25 February , 2007 at 6:57 pm
As I mention, Hume is technically correct, but in practice I think that the hair he splits is meaningless…just a “but you might not” statement — in practice, we know and can verify what we know — so Hume, again, is spelling out a distinction without a difference.
As for the sun orbiting around the earth, this is a critique made of Aristotle almost automatically. Aristotle’s planetary motion was almost universally accepted since it made sense by both induction and deduction in addition to being generally accurate when making predictions. Until relatively complex optics and mathematics were developed, there was no way of verifying the Aristotelean cosmology and thus establishing that it was wrong. As such, he was not wrong as much as he was under informed. He was wrong about a *lot* of other stuff, but not that.

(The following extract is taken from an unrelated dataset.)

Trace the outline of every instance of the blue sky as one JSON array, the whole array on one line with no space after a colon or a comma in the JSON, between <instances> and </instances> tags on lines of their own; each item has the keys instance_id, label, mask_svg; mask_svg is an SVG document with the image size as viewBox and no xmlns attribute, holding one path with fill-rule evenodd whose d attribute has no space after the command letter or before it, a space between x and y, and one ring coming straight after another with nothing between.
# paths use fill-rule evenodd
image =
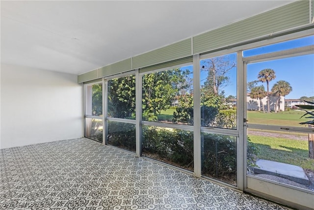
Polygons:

The nature of his own system would have demanded that he change his view when faced with empirical evidence that contradicted it — there was none for centuries and centuries after his death.
26 February , 2007 at 12:20 pm
I guess my support for Hume is that his insistence on a lack of knowledge is a healthy way of avoiding the kind of dogma that takes over when you are convinced that you ‘know’ things. Human beings are so desperate for certainty that they happily lapse into acceptance of ‘close enough’ as the gospel truth…something that does no one any real good. You call it semantic hairsplitting, I call it insightful warning.
26 February , 2007 at 12:33 pm
The underpinning of a world view that relies on external verification (through that which exists in the world) as the Aristotelian does will not promote a dogmatic result, it discourages it.
There is skepticism inherent in Aristotle when his system is properly applied.
BTW, I really appreciate your comments.
26 February , 2007 at 3:06 pm
Happy Inappropriate Card Day, Sinisterdan and friends!
26 February , 2007 at 10:05 pm
Hey, thanks for posting these kinds of observations. I wandered over here through happenstance and thought I should give Hume some props. I suspect I’m particularly touchy to the notions of ‘knowledge’ because of the argumentative company I kept in my youth. Sure, in virtually all of our world of ‘observable’ knowledge it’s cool to allow that many repeated results grant a degree of certainty but when we get out onto the edges of the known we have to be much more circumspect about saying ‘it is so’. Newtonian physics is a darned close fit to the bigger picture but suddenly became not good enough when we want to pull off fancy stuff like Global Positioning. Because our observational capabilities are imprecise it stands to reason that our knowledge is too.